A responsabilidade civil do Estado e do agente público sempre despertou enorme controvérsia no direito, principalmente na área médica. Um paciente atendido em um hospital público que se diz vítima de erro médico deve processar o hospital, o médico ou ambos?
As decisões judiciais sobre o tema sempre foram conflitantes. Inúmeras decisões aceitavam a presença do médico no polo passivo da ação, até mesmo sem a presença do ente público como réu. A jurisprudência de alguns Tribunais Estaduais girava no sentido de que caberia ao autor da ação escolher a quem demandar, embora tal posicionamento na nossa opinião não encontrasse amparo na Constituição.
É que o artigo 37, § 6º da Constituição preconiza o seguinte:
“Art. 37. A administração pública direta e indireta de qualquer dos Poderes da União, dos Estados, do Distrito Federal e dos Municípios obedecerá aos princípios de legalidade, impessoalidade, moralidade, publicidade e eficiência e, também, ao seguinte:
(…)
§ 6º § 6º As pessoas jurídicas de direito público e as de direito privado prestadoras de serviços públicos responderão pelos danos que seus agentes, nessa qualidade, causarem a terceiros, assegurado o direito de regresso contra o responsável nos casos de dolo ou culpa.”
Resumindo, se o agente público, no exercício de suas atribuições causar danos a terceiros, é o Estado quem deve responder diretamente, cabendo, posteriormente, ação regressiva se restasse comprovado que houve dolo ou culpa do agente público na realização do ato.

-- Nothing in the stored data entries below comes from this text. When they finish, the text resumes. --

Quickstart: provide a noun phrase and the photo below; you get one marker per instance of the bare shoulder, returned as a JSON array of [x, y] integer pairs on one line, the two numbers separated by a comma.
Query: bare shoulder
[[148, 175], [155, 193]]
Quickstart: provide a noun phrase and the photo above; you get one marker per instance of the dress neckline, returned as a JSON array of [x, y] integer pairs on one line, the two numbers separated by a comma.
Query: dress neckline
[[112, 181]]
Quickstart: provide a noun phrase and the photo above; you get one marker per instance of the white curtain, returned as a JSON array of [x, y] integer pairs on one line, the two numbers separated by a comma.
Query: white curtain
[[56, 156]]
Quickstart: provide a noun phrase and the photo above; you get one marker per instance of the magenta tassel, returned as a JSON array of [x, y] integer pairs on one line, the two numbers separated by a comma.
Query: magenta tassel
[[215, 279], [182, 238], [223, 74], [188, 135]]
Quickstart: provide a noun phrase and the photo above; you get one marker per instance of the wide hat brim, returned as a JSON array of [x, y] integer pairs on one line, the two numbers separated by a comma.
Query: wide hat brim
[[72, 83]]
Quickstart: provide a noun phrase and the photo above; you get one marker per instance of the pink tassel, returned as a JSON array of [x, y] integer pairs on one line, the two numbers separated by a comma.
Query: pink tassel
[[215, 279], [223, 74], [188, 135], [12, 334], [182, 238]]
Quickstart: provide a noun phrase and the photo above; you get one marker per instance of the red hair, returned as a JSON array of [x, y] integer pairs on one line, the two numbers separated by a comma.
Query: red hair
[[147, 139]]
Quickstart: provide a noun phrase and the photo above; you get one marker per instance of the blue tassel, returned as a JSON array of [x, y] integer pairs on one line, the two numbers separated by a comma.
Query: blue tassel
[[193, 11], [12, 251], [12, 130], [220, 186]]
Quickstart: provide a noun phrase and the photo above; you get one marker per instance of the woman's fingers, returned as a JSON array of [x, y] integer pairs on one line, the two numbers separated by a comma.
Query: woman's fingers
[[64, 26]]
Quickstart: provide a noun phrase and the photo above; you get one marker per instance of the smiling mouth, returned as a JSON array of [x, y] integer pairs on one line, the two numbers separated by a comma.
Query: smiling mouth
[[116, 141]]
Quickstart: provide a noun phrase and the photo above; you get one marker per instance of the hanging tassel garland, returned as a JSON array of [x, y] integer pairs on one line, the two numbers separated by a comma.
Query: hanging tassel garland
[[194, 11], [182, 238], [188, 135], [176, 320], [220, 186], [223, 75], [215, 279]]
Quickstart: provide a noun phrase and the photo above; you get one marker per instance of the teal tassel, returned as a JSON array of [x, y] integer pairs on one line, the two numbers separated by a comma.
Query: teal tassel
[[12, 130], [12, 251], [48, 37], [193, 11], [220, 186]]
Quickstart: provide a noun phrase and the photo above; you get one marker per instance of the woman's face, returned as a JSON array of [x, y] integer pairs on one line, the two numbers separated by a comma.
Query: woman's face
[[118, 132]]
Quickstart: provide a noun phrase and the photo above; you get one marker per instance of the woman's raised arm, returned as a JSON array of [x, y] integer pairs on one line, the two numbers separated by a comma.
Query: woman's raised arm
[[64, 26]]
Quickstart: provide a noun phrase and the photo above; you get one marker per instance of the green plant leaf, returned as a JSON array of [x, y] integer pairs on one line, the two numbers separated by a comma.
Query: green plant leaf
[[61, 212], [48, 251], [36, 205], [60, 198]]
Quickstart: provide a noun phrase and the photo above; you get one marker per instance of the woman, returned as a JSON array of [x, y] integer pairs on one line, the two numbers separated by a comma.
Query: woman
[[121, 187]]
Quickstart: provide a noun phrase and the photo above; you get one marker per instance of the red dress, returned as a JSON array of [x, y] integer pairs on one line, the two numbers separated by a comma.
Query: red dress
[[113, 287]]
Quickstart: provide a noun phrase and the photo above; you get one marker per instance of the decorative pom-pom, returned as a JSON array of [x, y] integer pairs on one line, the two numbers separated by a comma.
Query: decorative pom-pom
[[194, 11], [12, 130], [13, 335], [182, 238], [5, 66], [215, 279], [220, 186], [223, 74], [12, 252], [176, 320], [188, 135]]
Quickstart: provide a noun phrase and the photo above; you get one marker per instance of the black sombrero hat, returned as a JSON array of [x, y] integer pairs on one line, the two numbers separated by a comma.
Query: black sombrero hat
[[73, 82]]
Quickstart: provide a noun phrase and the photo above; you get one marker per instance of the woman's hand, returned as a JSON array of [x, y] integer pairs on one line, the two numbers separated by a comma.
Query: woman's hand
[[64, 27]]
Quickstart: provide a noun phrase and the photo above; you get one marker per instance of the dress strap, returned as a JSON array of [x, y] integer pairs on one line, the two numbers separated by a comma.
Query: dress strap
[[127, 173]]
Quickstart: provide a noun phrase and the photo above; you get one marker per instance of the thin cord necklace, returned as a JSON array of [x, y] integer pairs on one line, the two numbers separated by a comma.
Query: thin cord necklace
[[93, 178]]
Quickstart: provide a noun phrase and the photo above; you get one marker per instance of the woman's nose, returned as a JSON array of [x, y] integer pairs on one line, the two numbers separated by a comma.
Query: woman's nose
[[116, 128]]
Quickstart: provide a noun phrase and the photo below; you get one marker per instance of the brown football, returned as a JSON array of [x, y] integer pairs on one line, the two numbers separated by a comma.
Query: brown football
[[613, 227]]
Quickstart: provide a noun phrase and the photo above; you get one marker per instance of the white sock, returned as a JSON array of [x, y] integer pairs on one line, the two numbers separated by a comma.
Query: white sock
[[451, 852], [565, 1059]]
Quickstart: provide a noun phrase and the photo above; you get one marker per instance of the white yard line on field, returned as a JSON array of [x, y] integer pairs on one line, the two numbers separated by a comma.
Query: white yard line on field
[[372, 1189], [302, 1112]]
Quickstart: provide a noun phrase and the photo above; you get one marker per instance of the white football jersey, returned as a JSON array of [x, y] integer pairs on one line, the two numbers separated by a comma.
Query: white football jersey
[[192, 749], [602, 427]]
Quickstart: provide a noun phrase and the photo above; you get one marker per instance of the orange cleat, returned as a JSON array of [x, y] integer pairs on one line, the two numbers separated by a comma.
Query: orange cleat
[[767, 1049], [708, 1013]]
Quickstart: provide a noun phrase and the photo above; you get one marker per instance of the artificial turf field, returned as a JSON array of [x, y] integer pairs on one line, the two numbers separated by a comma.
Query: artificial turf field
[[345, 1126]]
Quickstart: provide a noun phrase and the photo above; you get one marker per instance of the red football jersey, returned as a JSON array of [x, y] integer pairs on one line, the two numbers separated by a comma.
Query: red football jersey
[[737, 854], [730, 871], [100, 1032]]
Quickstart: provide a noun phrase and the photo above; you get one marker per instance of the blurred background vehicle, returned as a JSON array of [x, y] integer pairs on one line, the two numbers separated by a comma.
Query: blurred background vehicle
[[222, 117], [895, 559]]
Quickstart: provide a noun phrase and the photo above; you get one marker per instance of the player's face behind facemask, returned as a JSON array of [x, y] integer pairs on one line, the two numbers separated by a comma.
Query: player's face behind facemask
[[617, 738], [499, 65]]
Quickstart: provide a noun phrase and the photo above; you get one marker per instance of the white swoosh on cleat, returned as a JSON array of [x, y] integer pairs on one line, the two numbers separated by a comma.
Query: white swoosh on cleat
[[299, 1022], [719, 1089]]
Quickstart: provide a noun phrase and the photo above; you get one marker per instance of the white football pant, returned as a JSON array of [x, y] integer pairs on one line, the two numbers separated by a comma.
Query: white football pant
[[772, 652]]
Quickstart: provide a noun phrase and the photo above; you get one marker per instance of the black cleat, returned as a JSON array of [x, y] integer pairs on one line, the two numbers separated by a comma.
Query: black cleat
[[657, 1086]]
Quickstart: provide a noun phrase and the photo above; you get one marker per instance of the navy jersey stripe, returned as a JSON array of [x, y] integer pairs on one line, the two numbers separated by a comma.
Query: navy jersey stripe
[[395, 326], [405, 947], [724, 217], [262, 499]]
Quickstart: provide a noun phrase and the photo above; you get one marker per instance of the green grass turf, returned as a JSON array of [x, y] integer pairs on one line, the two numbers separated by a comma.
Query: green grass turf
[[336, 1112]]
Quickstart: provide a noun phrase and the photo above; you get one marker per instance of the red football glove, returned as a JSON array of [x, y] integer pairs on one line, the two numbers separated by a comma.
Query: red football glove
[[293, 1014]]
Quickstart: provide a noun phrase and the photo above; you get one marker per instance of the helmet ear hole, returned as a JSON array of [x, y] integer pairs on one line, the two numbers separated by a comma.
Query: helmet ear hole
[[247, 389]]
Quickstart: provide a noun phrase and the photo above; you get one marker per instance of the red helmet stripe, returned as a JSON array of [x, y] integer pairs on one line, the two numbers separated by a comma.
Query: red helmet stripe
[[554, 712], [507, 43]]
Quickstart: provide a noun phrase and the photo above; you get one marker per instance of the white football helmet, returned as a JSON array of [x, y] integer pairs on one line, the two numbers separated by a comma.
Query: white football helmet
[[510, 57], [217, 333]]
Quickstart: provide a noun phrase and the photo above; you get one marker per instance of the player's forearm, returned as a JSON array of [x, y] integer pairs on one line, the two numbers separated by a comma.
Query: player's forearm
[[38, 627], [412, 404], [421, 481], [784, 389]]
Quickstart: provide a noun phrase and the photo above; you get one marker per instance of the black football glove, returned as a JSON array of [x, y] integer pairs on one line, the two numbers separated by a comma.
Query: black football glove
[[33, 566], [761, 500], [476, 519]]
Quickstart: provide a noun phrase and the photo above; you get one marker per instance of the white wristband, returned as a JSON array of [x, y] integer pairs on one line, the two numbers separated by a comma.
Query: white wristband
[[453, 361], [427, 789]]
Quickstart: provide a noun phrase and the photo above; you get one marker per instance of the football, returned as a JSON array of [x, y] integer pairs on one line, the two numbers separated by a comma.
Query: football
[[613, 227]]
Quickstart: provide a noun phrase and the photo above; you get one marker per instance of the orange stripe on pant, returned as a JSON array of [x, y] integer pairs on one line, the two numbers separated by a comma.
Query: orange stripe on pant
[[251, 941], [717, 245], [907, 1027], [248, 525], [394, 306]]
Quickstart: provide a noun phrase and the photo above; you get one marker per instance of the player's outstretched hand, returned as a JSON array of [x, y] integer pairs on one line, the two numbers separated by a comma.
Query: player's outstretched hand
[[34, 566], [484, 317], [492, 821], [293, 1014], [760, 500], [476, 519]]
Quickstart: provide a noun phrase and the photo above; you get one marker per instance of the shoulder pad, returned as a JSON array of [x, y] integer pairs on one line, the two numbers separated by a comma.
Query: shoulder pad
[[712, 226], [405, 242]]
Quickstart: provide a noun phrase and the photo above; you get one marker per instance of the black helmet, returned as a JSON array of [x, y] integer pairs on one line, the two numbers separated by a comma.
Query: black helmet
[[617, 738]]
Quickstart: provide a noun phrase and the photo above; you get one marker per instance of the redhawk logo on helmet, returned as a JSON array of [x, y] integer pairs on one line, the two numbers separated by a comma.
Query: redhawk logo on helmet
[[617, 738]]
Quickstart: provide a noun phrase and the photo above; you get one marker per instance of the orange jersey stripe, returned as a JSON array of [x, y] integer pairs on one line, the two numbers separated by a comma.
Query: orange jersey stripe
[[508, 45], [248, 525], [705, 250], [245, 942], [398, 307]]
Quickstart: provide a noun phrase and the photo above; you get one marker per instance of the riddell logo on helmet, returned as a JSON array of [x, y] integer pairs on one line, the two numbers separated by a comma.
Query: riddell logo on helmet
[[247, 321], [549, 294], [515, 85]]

De forma genérica, agentes públicos são todas as pessoas que exercem função pública. Hely Lopes Meirelles, autor de diversas obras jurídicas voltadas ao Direito Administrativo, complementa este conceito afirmando que agentes públicos são pessoas físicas responsáveis, seja de modo definitivo ou transitório, do exercício de alguma função estatal conferido a órgão ou entidade da Administração Pública.
Outra importante fonte que faz referência ao conceito de agentes públicos é a Lei de Improbidade Administrativa (Lei 8.429/92). Em seu art. 2º está previsto que agente público é “todo aquele que exerce, ainda que transitoriamente ou sem remuneração, por eleição, nomeação, designação, contratação ou qualquer outra forma de investidura ou vínculo, mandato, cargo, emprego ou função nas entidades mencionadas no artigo anterior”.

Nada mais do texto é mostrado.